For the recessive model it looks like this:
Chromo Position nInd f1 f2 llh(R0) llh(R1) llh(R2) llh(R3) llh(R4) llh(R5) llh(R6) llh(R7) b1(R1) b2(R1) bm(R1) b1(R2) b2m(R2) b1m(R3) b2(R3) b1(R4) b2(R5) b(R6) 1 9855422 1237 0.935997 0.537511 3236.442376 3241.191367 3242.235364 3241.191468 3243.112239 3241.188747 3242.691370 3243.115326 0.023373 -2.082935 -0.027433 0.016608 -0.582318 0.004700 -2.083112 -0.046849 -2.083275 -0.259338 1 10684283 1217 0.999990 0.509715 nan nan nan nan 3215.162291 3215.133559 3214.502575 3215.569371 nan nan nan nan nan nan nan -0.529999 -0.721649 -0.438317 1 11247763 1237 0.856692 0.78175 3235.030514 3242.807127 3242.809076 3242.836233 3242.818987 3243.028431 3242.907072 3243.028131 0.064419 -0.047597 -0.004021 0.068119 -0.019760 0.042905 -0.078669 0.060373 -0.018537 0.029227 ...
P-values can be generated doing a likelihood ratio test, between the 2 desired models.

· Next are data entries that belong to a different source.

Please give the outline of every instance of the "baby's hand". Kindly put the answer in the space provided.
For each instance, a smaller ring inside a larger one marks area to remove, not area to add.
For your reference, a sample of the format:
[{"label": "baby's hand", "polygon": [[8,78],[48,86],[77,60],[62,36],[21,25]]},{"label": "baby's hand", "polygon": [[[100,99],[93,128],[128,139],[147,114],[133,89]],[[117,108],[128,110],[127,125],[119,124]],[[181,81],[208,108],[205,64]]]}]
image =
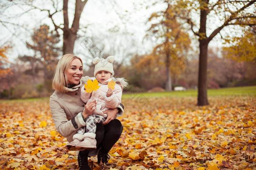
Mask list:
[{"label": "baby's hand", "polygon": [[109,97],[111,96],[112,94],[113,94],[113,91],[111,88],[109,88],[107,91],[107,97]]}]

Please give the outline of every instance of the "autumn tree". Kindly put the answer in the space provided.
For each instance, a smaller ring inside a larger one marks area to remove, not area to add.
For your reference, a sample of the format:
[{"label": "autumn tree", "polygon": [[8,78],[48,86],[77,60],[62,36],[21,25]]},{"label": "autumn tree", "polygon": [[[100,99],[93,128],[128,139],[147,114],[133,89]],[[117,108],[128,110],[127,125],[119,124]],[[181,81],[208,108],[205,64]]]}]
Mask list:
[{"label": "autumn tree", "polygon": [[231,45],[223,48],[225,57],[238,62],[256,62],[256,27],[245,29],[242,37],[227,41]]},{"label": "autumn tree", "polygon": [[[63,54],[73,53],[75,42],[78,38],[78,32],[80,28],[79,22],[81,15],[88,0],[75,1],[74,6],[75,7],[74,11],[72,11],[70,9],[72,8],[72,7],[71,6],[73,5],[72,3],[74,3],[73,1],[70,2],[68,0],[63,0],[60,1],[52,0],[47,1],[47,3],[49,3],[48,5],[51,6],[50,7],[47,8],[42,8],[41,7],[37,6],[37,1],[25,0],[23,3],[11,2],[12,1],[10,1],[10,2],[8,3],[5,2],[5,3],[3,3],[0,7],[3,12],[3,11],[6,11],[7,9],[14,5],[20,6],[22,8],[20,8],[24,9],[24,11],[19,13],[18,15],[14,16],[15,17],[21,17],[22,15],[28,13],[28,12],[33,12],[34,10],[37,10],[37,11],[39,10],[43,13],[46,12],[54,26],[54,30],[56,31],[58,36],[60,36],[61,35],[63,36],[62,48]],[[51,3],[52,4],[50,4]],[[72,13],[74,12],[74,16],[72,15],[72,17],[70,17],[71,15],[69,14],[69,12]],[[59,24],[60,23],[60,21],[57,20],[55,16],[56,14],[61,12],[62,13],[62,15],[63,20],[61,22],[61,23]],[[7,16],[6,17],[10,17],[9,16]],[[71,20],[71,19],[73,20]],[[7,29],[8,25],[10,25],[20,28],[22,28],[24,29],[27,30],[27,28],[24,25],[17,23],[12,23],[9,22],[9,21],[0,19],[0,23]],[[17,36],[16,35],[15,36]]]},{"label": "autumn tree", "polygon": [[11,48],[10,46],[0,47],[0,78],[4,78],[11,73],[11,69],[6,65],[9,63],[5,54]]},{"label": "autumn tree", "polygon": [[30,63],[31,68],[27,72],[32,75],[34,82],[37,73],[41,70],[46,82],[52,77],[60,50],[57,44],[60,40],[56,32],[45,24],[34,31],[31,39],[32,43],[27,42],[27,47],[33,50],[34,55],[19,56],[19,59]]},{"label": "autumn tree", "polygon": [[148,19],[149,21],[157,21],[151,24],[148,31],[155,38],[162,41],[154,48],[153,54],[165,59],[165,90],[170,91],[172,89],[170,66],[173,66],[173,71],[174,67],[178,70],[184,67],[186,52],[189,48],[191,41],[188,34],[184,31],[173,12],[174,6],[167,1],[165,2],[167,3],[166,10],[153,13]]},{"label": "autumn tree", "polygon": [[[173,3],[174,1],[169,1]],[[191,30],[197,36],[199,44],[199,71],[197,105],[208,104],[207,97],[207,63],[208,45],[217,34],[226,27],[230,25],[255,25],[256,15],[255,5],[256,0],[177,0],[175,1],[179,7],[177,10],[180,17],[184,19],[190,25]],[[200,16],[197,17],[197,14]],[[213,31],[208,33],[209,29],[207,23],[210,17],[220,20],[220,26],[213,28]],[[199,25],[196,20],[200,18]],[[230,27],[229,27],[230,26]]]}]

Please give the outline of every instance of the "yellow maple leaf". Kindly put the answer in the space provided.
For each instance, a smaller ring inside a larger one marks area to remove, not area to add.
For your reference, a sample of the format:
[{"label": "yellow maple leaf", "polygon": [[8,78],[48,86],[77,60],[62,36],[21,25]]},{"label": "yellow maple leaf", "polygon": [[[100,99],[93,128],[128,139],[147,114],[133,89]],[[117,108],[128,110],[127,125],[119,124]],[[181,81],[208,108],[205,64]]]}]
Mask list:
[{"label": "yellow maple leaf", "polygon": [[129,153],[129,157],[132,159],[133,160],[139,159],[140,158],[138,154],[135,152],[132,152]]},{"label": "yellow maple leaf", "polygon": [[209,170],[219,170],[219,169],[217,166],[217,163],[212,162],[208,164],[208,169]]},{"label": "yellow maple leaf", "polygon": [[56,133],[56,131],[55,130],[53,130],[51,131],[51,132],[50,133],[50,134],[51,134],[51,136],[52,137],[55,137],[56,135],[57,135],[57,133]]},{"label": "yellow maple leaf", "polygon": [[221,145],[222,147],[224,147],[227,146],[227,141],[222,141],[221,142]]},{"label": "yellow maple leaf", "polygon": [[11,164],[11,167],[12,168],[16,168],[20,166],[20,164],[19,162],[14,162]]},{"label": "yellow maple leaf", "polygon": [[162,155],[160,157],[158,158],[157,159],[157,160],[161,162],[162,162],[163,161],[165,160],[165,157],[163,157],[163,156]]},{"label": "yellow maple leaf", "polygon": [[40,167],[40,168],[39,168],[39,170],[50,170],[50,168],[48,168],[47,167],[47,166],[45,166],[45,165],[44,165],[42,166],[41,166]]},{"label": "yellow maple leaf", "polygon": [[91,80],[88,80],[87,83],[84,84],[85,91],[90,93],[93,91],[96,91],[99,88],[98,84],[99,82],[97,79],[93,80],[93,82]]},{"label": "yellow maple leaf", "polygon": [[220,154],[217,154],[214,157],[215,157],[215,159],[220,162],[222,162],[222,161],[226,161],[227,160],[226,158],[224,158],[223,157],[223,156]]},{"label": "yellow maple leaf", "polygon": [[118,170],[118,169],[116,169],[115,168],[112,168],[112,167],[110,167],[110,170]]},{"label": "yellow maple leaf", "polygon": [[46,127],[47,125],[47,123],[44,120],[42,121],[39,124],[39,127]]},{"label": "yellow maple leaf", "polygon": [[109,88],[111,88],[112,90],[114,90],[116,85],[116,82],[114,82],[113,80],[111,82],[109,82],[108,83],[108,87]]},{"label": "yellow maple leaf", "polygon": [[186,136],[186,137],[187,137],[187,138],[188,139],[191,139],[192,138],[192,137],[190,135],[190,134],[189,133],[187,133],[185,135]]},{"label": "yellow maple leaf", "polygon": [[178,167],[180,166],[180,163],[178,161],[176,161],[173,163],[173,166],[174,167]]}]

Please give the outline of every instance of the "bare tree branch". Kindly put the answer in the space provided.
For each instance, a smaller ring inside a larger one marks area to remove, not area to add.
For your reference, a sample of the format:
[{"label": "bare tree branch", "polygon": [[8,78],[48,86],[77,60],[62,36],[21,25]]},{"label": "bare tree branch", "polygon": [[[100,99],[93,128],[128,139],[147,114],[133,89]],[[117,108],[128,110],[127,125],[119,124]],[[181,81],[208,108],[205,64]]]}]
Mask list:
[{"label": "bare tree branch", "polygon": [[75,13],[74,20],[73,21],[72,26],[71,28],[71,31],[73,33],[76,33],[79,29],[79,19],[82,12],[83,12],[84,7],[87,1],[88,0],[85,0],[83,2],[82,2],[81,0],[76,0],[75,9],[76,12]]},{"label": "bare tree branch", "polygon": [[236,11],[231,13],[231,15],[230,16],[229,18],[224,22],[222,25],[216,28],[212,32],[211,34],[209,37],[207,38],[207,41],[209,42],[215,36],[215,35],[219,32],[221,30],[221,29],[222,29],[222,28],[224,27],[229,25],[229,23],[230,21],[231,21],[232,20],[236,19],[237,15],[238,13],[244,10],[248,7],[253,4],[255,2],[256,2],[256,0],[253,0],[248,3],[246,5],[244,6],[244,7],[242,7]]}]

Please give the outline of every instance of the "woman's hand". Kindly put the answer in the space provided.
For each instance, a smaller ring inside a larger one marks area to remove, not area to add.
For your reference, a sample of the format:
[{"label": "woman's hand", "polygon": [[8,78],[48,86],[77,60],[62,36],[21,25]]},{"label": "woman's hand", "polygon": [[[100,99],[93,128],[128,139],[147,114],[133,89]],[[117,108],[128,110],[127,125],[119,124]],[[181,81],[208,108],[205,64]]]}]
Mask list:
[{"label": "woman's hand", "polygon": [[113,94],[113,91],[111,88],[109,88],[107,91],[107,97],[109,97],[111,96]]},{"label": "woman's hand", "polygon": [[108,115],[108,117],[105,122],[102,123],[102,124],[105,125],[114,120],[116,118],[116,114],[118,112],[118,109],[117,108],[113,109],[109,109],[103,112],[103,113],[105,113]]},{"label": "woman's hand", "polygon": [[96,105],[97,102],[96,100],[94,100],[93,102],[88,104],[87,103],[85,105],[85,107],[83,112],[82,113],[83,116],[84,118],[86,118],[91,115],[93,113],[93,112],[96,109]]}]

An Rscript getPvalues.R is provided that makes it easy to obtain P-values from the .res file:
Rscript R/getPvalues.R out.res
Which produces a file with the suffix .Pvalues:
Chromo Position nInd f1 f2 M0vM1 M1vM5 M1vM2 M1vM3 M1vM4 M2vM5 M3vM5 M4vM5 1 9855422 1237 0.935997 0.537511 0.630338505521655 0.40636967666779 0.200575362363081 0.274160334109282 0.204476621296224 0.686587953953705 0.436611450245155 0.662188528285713 1 10684283 1217 0.99999 0.509715 NA NA NA NA NA NA 0.163577574260359 0.275437296874114 1 11247763 1237 0.856692 0.78175 6.99963946833027e-05 0.333791076895669 0.163349235419537 0.261334462945287 0.182273151757048 0.615995603296571 0.334134847663281 0.51919707427275 ...
Models
asaMap implements a range of linear models, making it possible to test specific hypotheses. For the additive model there are 6 different models:
Model | Parameters | Notes | Effect Parameters |
---|---|---|---|
M0 | (beta_1, beta_2, delta_1) in R^3 | effect of non-assumed effect allele | 1 |
M1 | (beta_1, beta_2) in R^2 | population specific effects | 2 |
M2 | beta_1=0, beta_2 in R | no effect in population 1 | 1 |
M3 | beta_1 in R, beta_2=0 | no effect in population 2 | 1 |
M4 | beta_1=beta_2 in R | same effect in both populations | 1 |
M5 | beta_1=beta_2=0 | no effect in any population | 0 |
For the recessive model there are 8 different models:
Model | Parameters | Notes | Effect Parameters |
---|---|---|---|
R0 | (beta_1, beta_m, beta_2, delta_1, delta_2) in R^5 | recessive effect of non-assumed effect alleles | 2 |
R1 | (beta_1, beta_m, beta_2) in R^3 | population specific effects | 3 |
R2 | beta_1 in R, beta_m=beta_2 in R | same effect when one or both variant alleles are from pop 2 | 2 |
R3 | beta_1=beta_m in R, beta_2 in R | same effect when one or both variant alleles are from pop 1 | 2 |
R4 | beta_1 in R, beta_m=beta_2=0 | only an effect when both variant alleles are from pop 1 | 1 |
R5 | beta_1=beta_m=0, beta_2 in R | only an effect when both variant alleles are from pop 2 | 1 |
R6 | beta_1=beta_m=beta_2 in R | same effect regardless of ancestry | 1 |
R7 | beta_1=beta_m=beta_2=0 | no effect in any population | 0 |
beta_1 and beta_2 are the effect of the assumed effect-allele in population 1 and 2 respectively. beta_m is the recessive effect of being recessive for an allele with one copy from population 1 and one copy from population 2. delta_1 and delta_2 are the effect of the assumed non-effect-allele in population 1 and 2 respectively.